In [1]:
import os
import pandas as pd
import numpy as np
from tqdm import tqdm


from sklearn.preprocessing import MinMaxScaler, OneHotEncoder

In [2]:
# Define paths

GROUND_TRUTH_PATH = r"D:\Projects\Disease_Detection\Ground_Truth.csv"  # Update with correct path
OUTPUT_PATH = r"D:\Projects\Disease_Detection\yolov5\data_yolo\labels\train"
YOLO_LABELS_PATH = os.path.join(OUTPUT_PATH, "labels")

# Create output directory

os.makedirs(YOLO_LABELS_PATH, exist_ok=True)

# Load dataset
df = pd.read_csv(r"D:\Projects\Disease_Detection\Ground_Truth.csv")

# 🔹 Step 1: Normalize Age
scaler = MinMaxScaler()
df["Normalized Age"] = scaler.fit_transform(df[["Patient Age"]])

# 🔹 Step 2: Encode Gender (M → 0, F → 1)
df["Gender Encoded"] = df["Patient Gender"].map({"M": 0, "F": 1})

# 🔹 Step 3: One-Hot Encode View Position
encoder = OneHotEncoder(sparse_output=False)
view_encoded = encoder.fit_transform(df[["View Position"]])
view_encoded_df = pd.DataFrame(view_encoded, columns=encoder.get_feature_names_out(["View Position"]))
df = pd.concat([df, view_encoded_df], axis=1)

# 🔹 Step 4: Convert Labels to YOLO Format
# Define class mappings
disease_labels = {
    "Atelectasis": 0, "Effusion": 1, "Mass": 2, "Infiltration": 3, 
    "Pneumonia": 4, "Nodule": 5, "Pneumothorax": 6, "Consolidation": 7,
    "Edema": 8, "Emphysema": 9, "Fibrosis": 10, "Pleural_Thickening": 11,
    "Hernia": 12
}

def convert_to_yolo_format(image_name, labels):
    """ Convert multi-label conditions to YOLO format with dummy bounding box. """
    yolo_annotations = []
    for disease in labels:
        if disease in disease_labels:
            class_id = disease_labels[disease]
            # Dummy bounding box (full image)
            yolo_annotations.append(f"{class_id} 0.5 0.5 1.0 1.0") 

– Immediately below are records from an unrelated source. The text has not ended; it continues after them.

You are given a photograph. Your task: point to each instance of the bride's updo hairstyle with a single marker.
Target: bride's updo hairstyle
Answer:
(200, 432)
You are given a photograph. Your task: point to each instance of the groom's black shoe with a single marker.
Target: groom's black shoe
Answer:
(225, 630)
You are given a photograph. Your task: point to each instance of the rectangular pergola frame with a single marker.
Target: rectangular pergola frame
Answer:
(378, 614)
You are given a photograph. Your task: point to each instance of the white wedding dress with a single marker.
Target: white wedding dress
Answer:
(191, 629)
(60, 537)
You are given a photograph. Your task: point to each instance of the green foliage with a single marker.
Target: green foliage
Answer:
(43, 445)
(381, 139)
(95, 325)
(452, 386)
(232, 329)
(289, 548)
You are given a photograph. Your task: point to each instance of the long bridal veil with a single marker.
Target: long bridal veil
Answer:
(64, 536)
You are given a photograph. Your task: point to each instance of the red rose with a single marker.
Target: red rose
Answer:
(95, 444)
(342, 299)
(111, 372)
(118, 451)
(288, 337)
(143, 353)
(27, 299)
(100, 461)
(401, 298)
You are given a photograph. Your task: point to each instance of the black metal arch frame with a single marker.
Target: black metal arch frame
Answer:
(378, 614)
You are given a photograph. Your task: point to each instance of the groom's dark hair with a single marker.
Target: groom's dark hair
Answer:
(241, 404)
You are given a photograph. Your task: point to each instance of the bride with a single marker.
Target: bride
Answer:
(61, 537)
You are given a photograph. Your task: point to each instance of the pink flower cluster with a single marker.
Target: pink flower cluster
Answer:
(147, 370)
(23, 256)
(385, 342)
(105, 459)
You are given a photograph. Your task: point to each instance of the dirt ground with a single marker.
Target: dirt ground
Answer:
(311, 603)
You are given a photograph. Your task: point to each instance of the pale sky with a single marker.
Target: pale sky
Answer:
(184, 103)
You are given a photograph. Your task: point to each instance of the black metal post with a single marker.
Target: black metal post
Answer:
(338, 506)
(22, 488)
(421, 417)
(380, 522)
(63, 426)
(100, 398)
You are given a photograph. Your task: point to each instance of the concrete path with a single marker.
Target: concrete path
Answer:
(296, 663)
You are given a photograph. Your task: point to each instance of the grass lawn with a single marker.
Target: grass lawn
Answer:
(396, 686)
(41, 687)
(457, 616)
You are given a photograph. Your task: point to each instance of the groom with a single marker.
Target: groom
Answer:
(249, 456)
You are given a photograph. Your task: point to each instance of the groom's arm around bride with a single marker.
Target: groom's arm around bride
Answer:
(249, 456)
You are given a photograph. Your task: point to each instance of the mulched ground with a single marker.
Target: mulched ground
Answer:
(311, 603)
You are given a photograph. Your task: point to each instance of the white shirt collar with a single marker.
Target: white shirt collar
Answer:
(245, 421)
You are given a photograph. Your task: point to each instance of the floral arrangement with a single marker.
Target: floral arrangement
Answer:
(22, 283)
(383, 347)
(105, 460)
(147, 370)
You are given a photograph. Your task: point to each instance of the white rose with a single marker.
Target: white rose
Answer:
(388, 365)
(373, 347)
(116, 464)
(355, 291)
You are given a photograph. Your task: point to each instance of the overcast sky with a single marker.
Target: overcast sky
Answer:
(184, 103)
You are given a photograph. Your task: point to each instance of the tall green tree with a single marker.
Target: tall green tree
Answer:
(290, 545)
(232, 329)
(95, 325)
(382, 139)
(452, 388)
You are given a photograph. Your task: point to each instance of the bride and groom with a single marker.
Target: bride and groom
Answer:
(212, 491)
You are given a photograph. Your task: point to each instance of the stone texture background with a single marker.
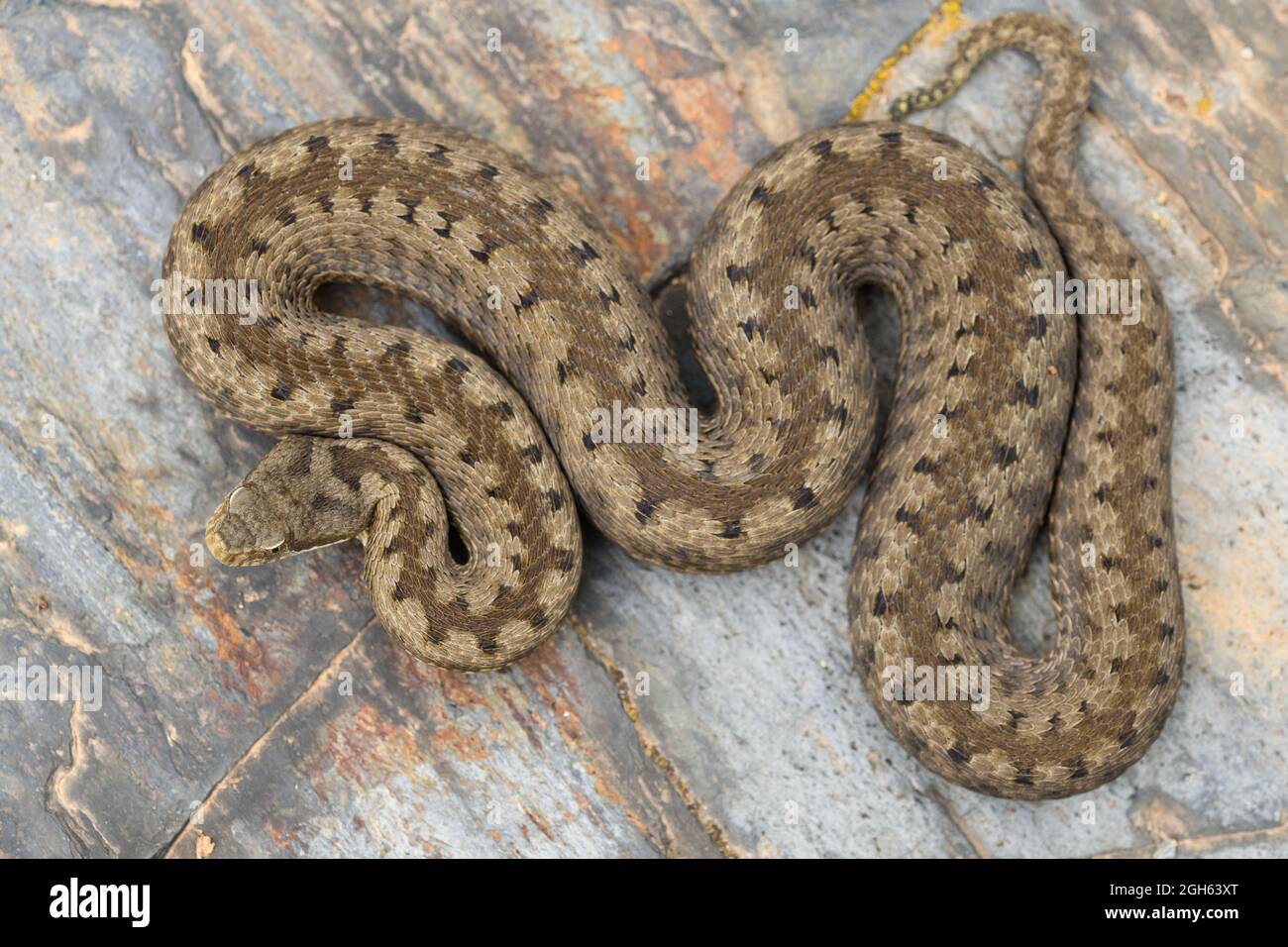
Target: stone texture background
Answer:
(263, 711)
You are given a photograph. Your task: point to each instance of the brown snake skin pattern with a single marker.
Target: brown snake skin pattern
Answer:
(984, 411)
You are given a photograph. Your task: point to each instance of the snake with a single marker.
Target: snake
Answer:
(462, 468)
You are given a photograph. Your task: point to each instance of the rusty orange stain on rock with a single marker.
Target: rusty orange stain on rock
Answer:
(244, 655)
(713, 124)
(644, 54)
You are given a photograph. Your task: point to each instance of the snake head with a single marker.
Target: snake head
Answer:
(292, 502)
(249, 527)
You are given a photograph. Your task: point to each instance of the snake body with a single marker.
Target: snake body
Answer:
(378, 423)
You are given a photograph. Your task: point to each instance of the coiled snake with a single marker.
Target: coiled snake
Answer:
(377, 420)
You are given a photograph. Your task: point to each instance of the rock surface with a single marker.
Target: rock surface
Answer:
(263, 711)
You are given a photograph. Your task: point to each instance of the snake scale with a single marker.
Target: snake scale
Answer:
(993, 399)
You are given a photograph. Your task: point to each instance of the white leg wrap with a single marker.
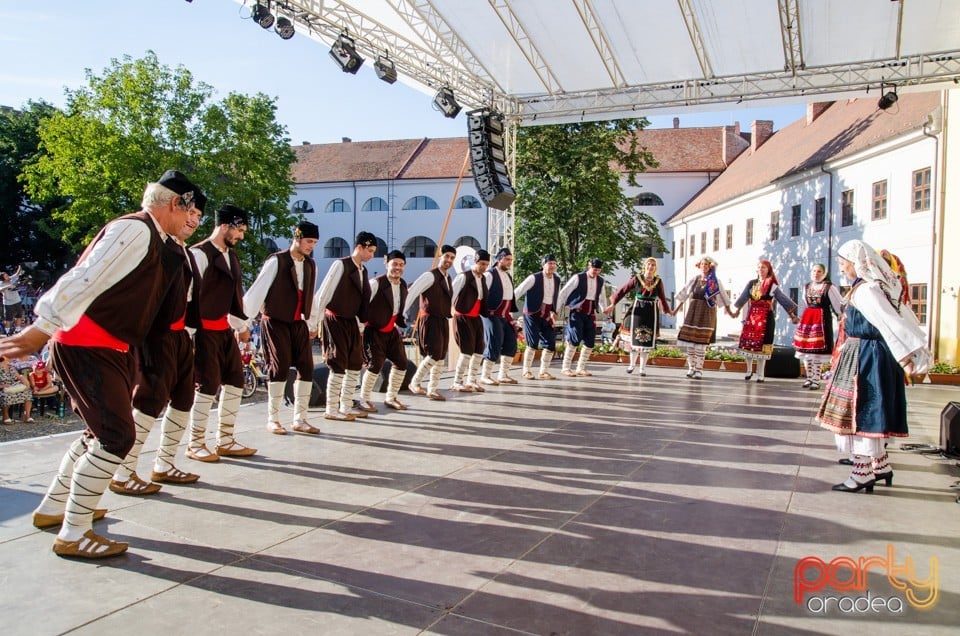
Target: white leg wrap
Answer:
(334, 385)
(171, 432)
(545, 357)
(91, 474)
(144, 424)
(56, 498)
(584, 356)
(350, 379)
(274, 399)
(199, 415)
(396, 380)
(528, 355)
(301, 400)
(366, 385)
(230, 397)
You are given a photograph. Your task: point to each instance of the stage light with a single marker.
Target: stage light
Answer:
(889, 98)
(284, 28)
(344, 53)
(386, 69)
(445, 101)
(262, 16)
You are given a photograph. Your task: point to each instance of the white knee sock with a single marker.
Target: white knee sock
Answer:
(55, 500)
(366, 385)
(171, 432)
(545, 357)
(584, 356)
(144, 424)
(350, 379)
(528, 355)
(396, 381)
(334, 386)
(91, 474)
(435, 372)
(199, 415)
(230, 397)
(274, 398)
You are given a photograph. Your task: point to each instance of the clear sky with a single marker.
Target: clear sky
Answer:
(46, 47)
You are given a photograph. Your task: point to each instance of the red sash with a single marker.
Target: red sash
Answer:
(87, 333)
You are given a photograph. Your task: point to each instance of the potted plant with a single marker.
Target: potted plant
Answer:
(668, 357)
(712, 360)
(733, 362)
(944, 373)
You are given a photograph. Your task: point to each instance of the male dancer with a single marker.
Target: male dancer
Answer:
(539, 314)
(499, 330)
(92, 324)
(217, 359)
(283, 292)
(165, 374)
(583, 294)
(469, 303)
(342, 300)
(434, 290)
(381, 337)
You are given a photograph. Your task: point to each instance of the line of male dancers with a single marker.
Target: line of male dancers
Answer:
(174, 350)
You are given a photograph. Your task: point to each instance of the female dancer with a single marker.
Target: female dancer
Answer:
(865, 401)
(640, 329)
(813, 338)
(700, 322)
(756, 339)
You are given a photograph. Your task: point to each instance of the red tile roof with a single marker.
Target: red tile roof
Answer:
(376, 160)
(845, 128)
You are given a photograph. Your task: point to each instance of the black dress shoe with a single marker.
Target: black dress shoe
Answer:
(868, 486)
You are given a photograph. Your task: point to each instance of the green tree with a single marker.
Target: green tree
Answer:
(139, 118)
(25, 229)
(569, 200)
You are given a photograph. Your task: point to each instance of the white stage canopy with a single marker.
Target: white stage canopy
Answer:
(554, 61)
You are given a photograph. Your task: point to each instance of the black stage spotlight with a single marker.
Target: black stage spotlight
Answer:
(445, 101)
(284, 28)
(262, 16)
(386, 69)
(344, 53)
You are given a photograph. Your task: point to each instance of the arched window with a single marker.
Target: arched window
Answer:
(420, 203)
(374, 204)
(648, 198)
(467, 240)
(419, 247)
(338, 205)
(302, 207)
(336, 248)
(468, 201)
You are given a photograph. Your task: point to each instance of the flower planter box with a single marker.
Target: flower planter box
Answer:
(732, 365)
(669, 362)
(944, 378)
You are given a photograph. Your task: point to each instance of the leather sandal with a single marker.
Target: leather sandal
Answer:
(235, 449)
(91, 546)
(174, 476)
(363, 405)
(202, 454)
(134, 486)
(42, 521)
(304, 427)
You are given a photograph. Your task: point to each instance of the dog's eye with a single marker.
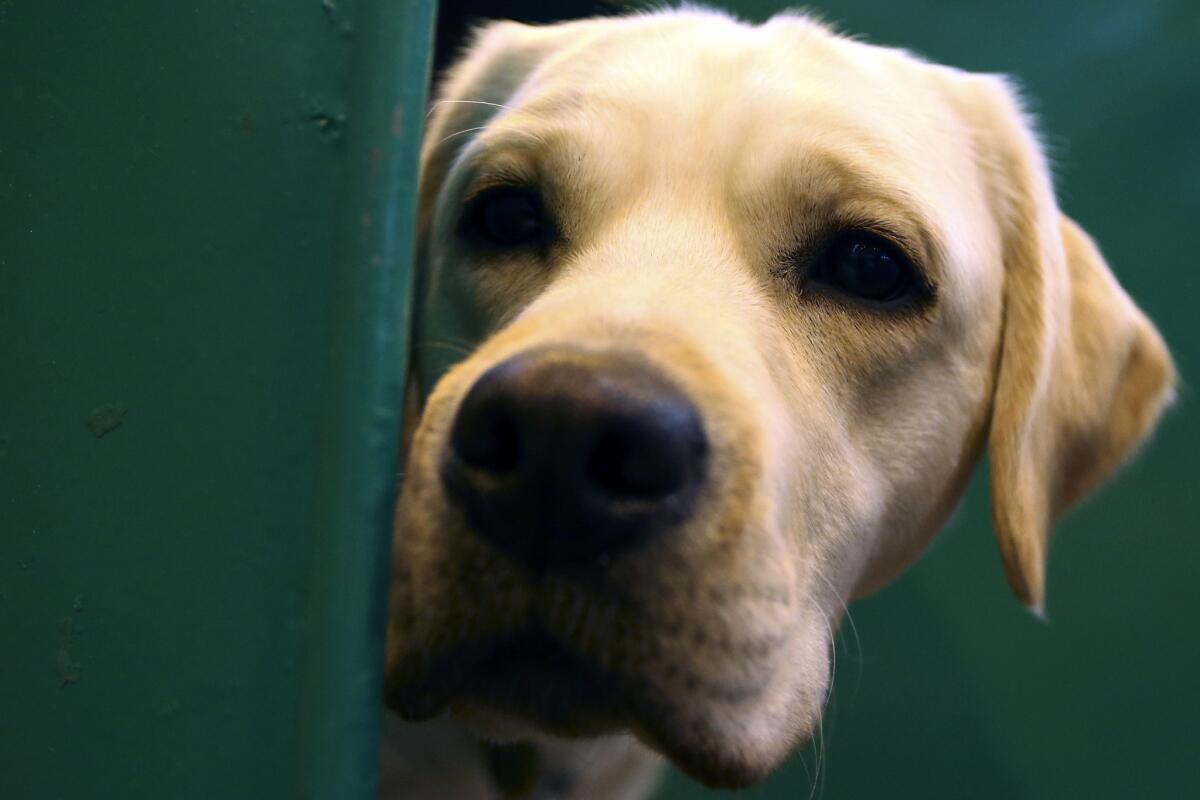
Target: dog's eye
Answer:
(867, 266)
(508, 217)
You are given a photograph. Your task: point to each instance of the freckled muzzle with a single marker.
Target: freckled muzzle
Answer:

    return "\n".join(yolo_annotations)

# Process dataset
for _, row in tqdm(df.iterrows(), total=df.shape[0]):
    image_name = row["Image Index"]

    # Convert multi-labels to YOLO format
    labels = row["Finding Labels"].split("|")  # Multi-label splitting
    yolo_annotations = convert_to_yolo_format(image_name, labels)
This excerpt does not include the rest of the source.